By Suzanne Sparrow Watson
One of the highlights of our yearly trips to the Central Coast of California is visiting the quaint town of Arroyo Grande. Located between San Luis Obispo and Santa Maria, it looks like any other modern town when viewed from Highway 101. In other words, you see a Trader Joe’s, In ‘n Out, and the ubiquitous Walmart. But Arroyo Grande is actually as unique and colorful a town as you’ll find anywhere. Starting with the chickens.
Grand Avenue is the Main Street in town and is filled with Victorian buildings and cute shops selling items both old and new. There is even a life-sized Elvis statue outside the guitar store and just about everyone stops to pose for a picture with the King of Rock. Gina’s is our favorite restaurant, serving Italian food with friendly service. And nothing is more fun than wine tasting at Phantom Rivers wines, which is in an old Victorian house with a beautiful lawn outside. You can while away the afternoon with a sandwich from the deli next door, a glass of wine, and watch the people and chickens go by. CHICKENS?? Yep – if you spend more than ten minutes strolling the downtown streets one thing will become very apparent – there are a lot of chickens in Arroyo Grande. But why? Well, according to a city representative (who, for good reason wished to remain anonymous) there have been chickens and roosters wandering around town longer than anyone can remember. Do they cause problems? Well, “If a rooster gets rowdy and tries to attack visitors, we have to take care of the problem.” Which I think means that several of the restaurants in town have chicken as their “special” that night. She said that roosters are welcome in town, but they have to act nice with guests. They are not allowed to terrorize, attack or challenge you to a dual for sidewalk rights.
As you wander the village in search of roosters, you’ll notice them everywhere. They are down by the creek, in the back parking lot of the storefronts, and occasionally crossing the street. You’ll notice the “Chickens Crossing” signs throughout the village. They DO have the right of way. Cars will stop and wait for them to slowly stroll across the busy streets. At nearly every boutique, home furnishings or antiques store there are tributes to the roosters and chickens on everything from cards and hand painted artwork, to kitchen towels and antique porcelain trinkets to take home as souvenirs.

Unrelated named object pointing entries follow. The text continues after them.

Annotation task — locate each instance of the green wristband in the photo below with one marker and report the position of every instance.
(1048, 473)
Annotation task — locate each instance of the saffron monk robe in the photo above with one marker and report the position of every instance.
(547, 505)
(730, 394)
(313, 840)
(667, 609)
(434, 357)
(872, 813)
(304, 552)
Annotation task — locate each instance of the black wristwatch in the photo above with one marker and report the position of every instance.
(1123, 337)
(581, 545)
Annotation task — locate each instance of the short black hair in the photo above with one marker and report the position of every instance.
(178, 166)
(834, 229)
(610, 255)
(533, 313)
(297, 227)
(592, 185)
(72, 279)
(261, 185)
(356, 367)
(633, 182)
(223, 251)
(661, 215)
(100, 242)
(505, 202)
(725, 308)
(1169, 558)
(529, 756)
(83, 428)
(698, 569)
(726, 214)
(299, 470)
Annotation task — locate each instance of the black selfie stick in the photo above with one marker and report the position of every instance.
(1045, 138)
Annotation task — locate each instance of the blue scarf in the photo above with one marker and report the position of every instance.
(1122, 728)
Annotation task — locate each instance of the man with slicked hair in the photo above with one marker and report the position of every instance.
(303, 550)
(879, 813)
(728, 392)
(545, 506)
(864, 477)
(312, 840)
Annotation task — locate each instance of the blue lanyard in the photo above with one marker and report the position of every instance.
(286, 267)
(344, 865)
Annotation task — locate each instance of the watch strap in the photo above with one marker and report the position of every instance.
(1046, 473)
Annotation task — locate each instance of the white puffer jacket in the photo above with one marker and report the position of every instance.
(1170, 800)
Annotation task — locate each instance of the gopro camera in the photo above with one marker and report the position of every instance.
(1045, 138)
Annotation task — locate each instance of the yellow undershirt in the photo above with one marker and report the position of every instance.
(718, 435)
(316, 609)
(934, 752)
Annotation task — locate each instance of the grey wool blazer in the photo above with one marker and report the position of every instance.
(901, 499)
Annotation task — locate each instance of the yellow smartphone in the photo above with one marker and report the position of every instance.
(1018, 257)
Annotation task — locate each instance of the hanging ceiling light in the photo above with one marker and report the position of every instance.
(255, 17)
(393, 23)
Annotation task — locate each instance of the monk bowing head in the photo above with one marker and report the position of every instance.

Of much greater interest to me, being an inveterate sweet-tooth, is Arroyo Grande’s fabulous ice cream parlor, Doc Burnstein’s Ice Cream Lab. Really, the name says it all. It sounds so scientific. Clearly they have taken ice cream to a new level. There is no slap-dash mixing here. They take developing ice cream flavors as seriously as the guys working on nuclear fusion. In addition to the wonderful handmade ice cream, they have special events, like “Ice Cream for Breakfast Day”.
Really…it’s as if they made up a day just for me. As a kid, I would get up before my parents on Saturday mornings and pour myself a bowl of Wheaties topped off with two scoops of vanilla ice cream. Even at the age of eight I was good at rationalizing my binge eating. After all, ice cream and milk both have calcium, don’t they? But my favorite event at “Doc’s” (we’re now on a first name basis) is the “All You Can Eat” night. Every Tuesday for just a measly $6.99 adults can have all the ice cream they can eat. I think the lovely people at Doc’s seriously miscalculated when they established that event. People like me, who look perfectly sane and reasonable on the outside, lose all remnants of self-control when faced with “all you can eat” challenges. I may gain five pounds in the deal but I’m determined to amortize that $6.99 down to a buck a scoop!
So, if you find yourself driving between San Francisco and Los Angeles and need a great place to take a break, consider stopping in the village of Arroyo Grande. Where else can you find chickens, Elvis and a bottomless bowl of ice cream all in one block?